Keelvar’s rich reporting helps you analyze your spend for direct and indirect sourcing at a glance
3. Set KPIs to measure performance
Establish metrics and KPIs to help you monitor and improve your indirect sourcing. Whether you want to reduce costs in specific categories, speed up procurement cycles, or provide better procurement services to internal stakeholders, having clear goals to work toward will help you track your progress—and share your successes.
Some metrics you could track include:
Cycle length
Cost savings and reductions
Number of sourcing events
% of events automated
Hours saved for your procurement team
Category spends
Requestor satisfaction
4. Streamline supplier relationship management
As part of your indirect sourcing, you may have hundreds or even thousands of suppliers.
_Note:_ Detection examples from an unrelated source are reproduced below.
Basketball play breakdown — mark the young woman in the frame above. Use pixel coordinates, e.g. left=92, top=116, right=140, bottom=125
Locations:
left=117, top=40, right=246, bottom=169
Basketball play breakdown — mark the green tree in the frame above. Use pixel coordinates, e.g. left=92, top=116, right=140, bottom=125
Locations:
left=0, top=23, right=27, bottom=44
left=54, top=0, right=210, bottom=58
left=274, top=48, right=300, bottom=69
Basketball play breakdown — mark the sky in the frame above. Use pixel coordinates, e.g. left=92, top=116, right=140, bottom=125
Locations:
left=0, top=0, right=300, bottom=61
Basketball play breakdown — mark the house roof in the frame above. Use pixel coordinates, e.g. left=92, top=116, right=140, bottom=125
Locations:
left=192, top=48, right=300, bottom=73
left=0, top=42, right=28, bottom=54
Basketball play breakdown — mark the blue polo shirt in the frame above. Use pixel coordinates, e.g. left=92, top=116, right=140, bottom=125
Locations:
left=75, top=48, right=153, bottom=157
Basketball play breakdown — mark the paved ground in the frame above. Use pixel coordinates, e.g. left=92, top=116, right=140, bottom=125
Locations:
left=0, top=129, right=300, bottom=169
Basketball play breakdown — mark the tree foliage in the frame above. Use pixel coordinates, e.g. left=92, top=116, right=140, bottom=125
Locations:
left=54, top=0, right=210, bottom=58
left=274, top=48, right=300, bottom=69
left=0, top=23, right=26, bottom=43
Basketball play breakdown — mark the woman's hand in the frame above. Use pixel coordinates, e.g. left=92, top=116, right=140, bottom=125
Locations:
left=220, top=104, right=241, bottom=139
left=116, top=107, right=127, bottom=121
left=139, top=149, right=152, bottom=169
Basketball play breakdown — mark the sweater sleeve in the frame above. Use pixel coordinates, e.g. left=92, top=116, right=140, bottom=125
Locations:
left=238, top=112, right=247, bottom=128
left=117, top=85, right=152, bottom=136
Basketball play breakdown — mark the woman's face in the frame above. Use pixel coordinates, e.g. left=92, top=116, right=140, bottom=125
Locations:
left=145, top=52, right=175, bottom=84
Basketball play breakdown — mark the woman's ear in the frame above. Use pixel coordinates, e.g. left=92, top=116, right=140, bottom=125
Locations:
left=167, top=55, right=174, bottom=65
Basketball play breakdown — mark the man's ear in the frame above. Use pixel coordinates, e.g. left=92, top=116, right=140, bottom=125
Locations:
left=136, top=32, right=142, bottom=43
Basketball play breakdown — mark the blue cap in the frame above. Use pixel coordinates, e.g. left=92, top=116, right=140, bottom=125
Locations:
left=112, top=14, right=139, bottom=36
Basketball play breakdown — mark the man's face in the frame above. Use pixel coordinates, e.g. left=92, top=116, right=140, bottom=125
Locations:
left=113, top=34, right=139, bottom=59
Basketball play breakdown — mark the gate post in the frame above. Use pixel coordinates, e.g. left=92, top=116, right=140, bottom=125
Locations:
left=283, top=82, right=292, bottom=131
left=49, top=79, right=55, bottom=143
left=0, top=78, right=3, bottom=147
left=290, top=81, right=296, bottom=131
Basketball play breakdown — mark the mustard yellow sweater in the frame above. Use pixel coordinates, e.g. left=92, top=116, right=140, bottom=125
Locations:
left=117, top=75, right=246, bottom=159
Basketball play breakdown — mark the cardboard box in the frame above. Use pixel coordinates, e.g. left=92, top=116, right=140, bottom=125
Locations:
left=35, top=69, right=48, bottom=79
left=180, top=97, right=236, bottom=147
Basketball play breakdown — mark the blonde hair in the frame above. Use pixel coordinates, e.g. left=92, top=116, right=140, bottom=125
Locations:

Maintaining positive relationships with every one of them would be impossible—without the right systems in place.
Use your sourcing tool to manage all supplier relationships from one place.
Centralize all supplier and sourcing event data to quickly check the status of bids, communicate with vendors efficiently, and deliver better experiences that build trust and drive growth.
Manage all supplier relationships from one central place and use bots to proactively keep bidders in the loop
Accelerate your indirect procurement with Keelvar
Indirect procurement is an untapped opportunity for many teams. By using a best-in-class sourcing solution to get strategic, you can implement company-wide best practices, optimize this often overlooked category, and drive major cost savings—all while winning back time for your team. Want to see how Keelvar can help you transform your indirect sourcing? Request a demo.
Indirect materials in sourcing are items or services that are not directly involved in manufacturing the product your company sells but are used to maintain the day-to-day operations of your business.
Some examples of indirect resources include:
Office supplies
Personal protective equipment (PPE)
Hardware and software
Consultancy and professional services
Marketing costs
To improve their indirect procurement, businesses need to centralize and consolidate as much of their indirect sourcing as possible. Using an all-in-one sourcing solution like Keelvar gives you greater visibility and governance over all indirect sourcing spending and activities. It leverages sourcing automation and sourcing optimization to enhance processes, identify opportunities, and drive significant cost and time savings across all indirect sourcing.